3. The method according to claim 1, characterized in that, The emergency assistance message mentioned in step 5 includes a local backup trigger message and a cross-router assistance message; when the assisting rig receives a local task before confirming assistance, it sets the emergency assistance identifier in the received assistance request message to the first state value and forwards it to trigger the backup rig to take over. When the backup well also fails to respond, the router sets the emergency assistance flag to the second state value and sends a multicast message containing the added backup flag to request available well resources from other routers.

4. The method according to claim 3, characterized in that, The first status value of the emergency assistance identifier is "1", indicating that local backup takeover has been triggered; the second status value is "2", indicating that a cross-router assistance request needs to be initiated.

5. The method according to claim 3, characterized in that, The pre-set agricultural analysis model mentioned in step 6 includes at least one analysis model used for soil moisture assessment, pest and disease identification, crop growth stage judgment, and irrigation decision-making; if the assisting well receives a local analysis task during the execution of the analysis task, it will add the local task to the waiting queue and execute it in the queue order after the current assisting analysis task is completed.

6. The method according to claim 1, characterized in that, The well IDs in the intelligent well equipment network mentioned in step 1 adopt a hierarchical coding format of "region-field-equipment number"; the preset multicast address is a fixed IP multicast address dedicated to status synchronization and task coordination, which is uniformly configured during the network initialization phase.

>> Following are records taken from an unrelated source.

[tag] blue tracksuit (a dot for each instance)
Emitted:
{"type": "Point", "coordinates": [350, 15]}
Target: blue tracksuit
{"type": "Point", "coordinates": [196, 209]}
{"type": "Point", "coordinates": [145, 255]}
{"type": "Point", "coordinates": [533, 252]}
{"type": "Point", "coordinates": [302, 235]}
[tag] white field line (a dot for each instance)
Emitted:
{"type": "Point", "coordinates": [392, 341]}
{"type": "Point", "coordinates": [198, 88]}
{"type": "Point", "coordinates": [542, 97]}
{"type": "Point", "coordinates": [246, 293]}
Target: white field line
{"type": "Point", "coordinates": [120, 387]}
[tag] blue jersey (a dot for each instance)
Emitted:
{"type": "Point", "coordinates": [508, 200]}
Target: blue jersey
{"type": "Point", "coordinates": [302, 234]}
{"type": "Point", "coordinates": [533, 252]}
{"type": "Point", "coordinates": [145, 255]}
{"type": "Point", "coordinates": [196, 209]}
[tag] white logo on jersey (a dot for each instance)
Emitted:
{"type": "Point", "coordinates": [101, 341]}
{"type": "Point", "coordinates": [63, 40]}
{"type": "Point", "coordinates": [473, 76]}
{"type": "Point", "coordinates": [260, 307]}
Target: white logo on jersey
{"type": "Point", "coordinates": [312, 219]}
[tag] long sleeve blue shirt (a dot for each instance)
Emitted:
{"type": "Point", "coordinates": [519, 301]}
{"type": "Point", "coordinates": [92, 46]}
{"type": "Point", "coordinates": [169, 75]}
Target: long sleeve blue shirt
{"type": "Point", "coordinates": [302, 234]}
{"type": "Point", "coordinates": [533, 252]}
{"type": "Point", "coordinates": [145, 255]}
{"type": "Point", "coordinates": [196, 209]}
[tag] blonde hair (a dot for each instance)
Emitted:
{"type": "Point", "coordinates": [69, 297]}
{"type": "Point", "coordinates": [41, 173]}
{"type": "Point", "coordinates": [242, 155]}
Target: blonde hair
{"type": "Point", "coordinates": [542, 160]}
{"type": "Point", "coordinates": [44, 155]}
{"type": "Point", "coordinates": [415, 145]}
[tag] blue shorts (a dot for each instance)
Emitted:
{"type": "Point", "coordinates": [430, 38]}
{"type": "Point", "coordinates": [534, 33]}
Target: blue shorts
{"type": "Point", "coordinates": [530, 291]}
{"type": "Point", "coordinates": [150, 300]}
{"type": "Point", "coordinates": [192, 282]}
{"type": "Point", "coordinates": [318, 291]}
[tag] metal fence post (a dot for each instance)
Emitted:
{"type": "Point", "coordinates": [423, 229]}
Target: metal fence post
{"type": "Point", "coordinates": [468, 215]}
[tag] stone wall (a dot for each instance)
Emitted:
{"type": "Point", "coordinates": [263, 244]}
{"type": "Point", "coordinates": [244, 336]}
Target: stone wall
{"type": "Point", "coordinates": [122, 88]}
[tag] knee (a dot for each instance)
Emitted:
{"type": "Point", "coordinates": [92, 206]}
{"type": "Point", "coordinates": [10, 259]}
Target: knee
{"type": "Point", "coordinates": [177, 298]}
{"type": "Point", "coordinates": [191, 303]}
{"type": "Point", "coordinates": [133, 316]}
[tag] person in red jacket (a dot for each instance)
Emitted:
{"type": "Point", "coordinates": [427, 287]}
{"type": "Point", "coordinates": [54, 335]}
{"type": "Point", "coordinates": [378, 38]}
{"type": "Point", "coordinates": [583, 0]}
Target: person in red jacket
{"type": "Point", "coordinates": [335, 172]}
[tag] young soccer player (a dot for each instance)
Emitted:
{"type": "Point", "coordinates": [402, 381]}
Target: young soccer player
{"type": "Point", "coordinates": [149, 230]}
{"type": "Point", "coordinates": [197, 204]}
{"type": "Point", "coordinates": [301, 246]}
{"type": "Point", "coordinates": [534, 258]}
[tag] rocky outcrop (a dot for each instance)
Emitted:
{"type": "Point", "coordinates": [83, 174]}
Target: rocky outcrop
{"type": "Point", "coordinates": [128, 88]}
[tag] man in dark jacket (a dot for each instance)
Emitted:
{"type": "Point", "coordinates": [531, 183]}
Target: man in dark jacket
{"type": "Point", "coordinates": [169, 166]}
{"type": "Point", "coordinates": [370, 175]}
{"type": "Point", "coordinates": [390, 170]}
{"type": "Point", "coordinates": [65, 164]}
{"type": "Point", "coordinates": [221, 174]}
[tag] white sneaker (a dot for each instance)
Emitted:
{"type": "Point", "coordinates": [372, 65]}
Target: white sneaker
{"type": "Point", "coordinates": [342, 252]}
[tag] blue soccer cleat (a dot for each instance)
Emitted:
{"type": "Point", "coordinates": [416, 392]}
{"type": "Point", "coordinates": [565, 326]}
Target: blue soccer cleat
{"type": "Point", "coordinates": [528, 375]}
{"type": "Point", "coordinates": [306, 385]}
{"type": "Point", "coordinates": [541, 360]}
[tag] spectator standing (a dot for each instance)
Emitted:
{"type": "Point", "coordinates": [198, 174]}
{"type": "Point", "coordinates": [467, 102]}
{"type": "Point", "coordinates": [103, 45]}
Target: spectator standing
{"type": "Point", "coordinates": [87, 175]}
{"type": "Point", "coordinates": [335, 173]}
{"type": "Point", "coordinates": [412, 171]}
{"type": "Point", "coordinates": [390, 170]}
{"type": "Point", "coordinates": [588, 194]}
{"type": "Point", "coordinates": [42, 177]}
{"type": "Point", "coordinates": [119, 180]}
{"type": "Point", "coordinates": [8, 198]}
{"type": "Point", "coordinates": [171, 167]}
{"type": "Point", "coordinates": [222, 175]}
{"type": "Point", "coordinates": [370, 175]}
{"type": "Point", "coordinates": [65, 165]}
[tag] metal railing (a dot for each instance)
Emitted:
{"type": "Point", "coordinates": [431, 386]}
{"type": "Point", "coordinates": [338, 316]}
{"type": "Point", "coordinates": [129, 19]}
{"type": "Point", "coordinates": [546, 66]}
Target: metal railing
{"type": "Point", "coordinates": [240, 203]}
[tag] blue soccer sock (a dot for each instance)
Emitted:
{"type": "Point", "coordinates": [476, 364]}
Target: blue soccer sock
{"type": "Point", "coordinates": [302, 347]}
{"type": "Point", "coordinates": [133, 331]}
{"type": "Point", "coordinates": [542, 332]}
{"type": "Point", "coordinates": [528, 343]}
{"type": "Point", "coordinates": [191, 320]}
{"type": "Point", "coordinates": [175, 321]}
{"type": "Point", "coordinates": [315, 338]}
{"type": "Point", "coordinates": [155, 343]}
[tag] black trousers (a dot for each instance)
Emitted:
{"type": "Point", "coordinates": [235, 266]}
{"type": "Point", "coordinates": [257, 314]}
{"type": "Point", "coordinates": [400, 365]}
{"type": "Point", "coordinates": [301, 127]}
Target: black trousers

7. The method according to claim 1, characterized in that, In step 3, the assistance request multicast message, in addition to carrying the request type and well ID, also includes an assistance request identifier bit; after receiving the message, the router only forwards the message to the interfaces recorded as "idle" in the multicast forwarding table and connected to other routers, and does not forward it to the interfaces recorded as "busy".

8. A collaborative analysis system for intelligent IoT equipment, used to implement the method according to any one of claims 1 to 7, characterized in that, include: Intelligent well equipment is divided into high-computing-power wells and low-computing-power wells; Agricultural IoT network, including multiple routers running improved IGMP and PIM protocols; Edge computing nodes serve as optional high-computing resources; The collaborative scheduling module, integrated into the router, is responsible for state synchronization, request forwarding, well selection, and emergency scheduling.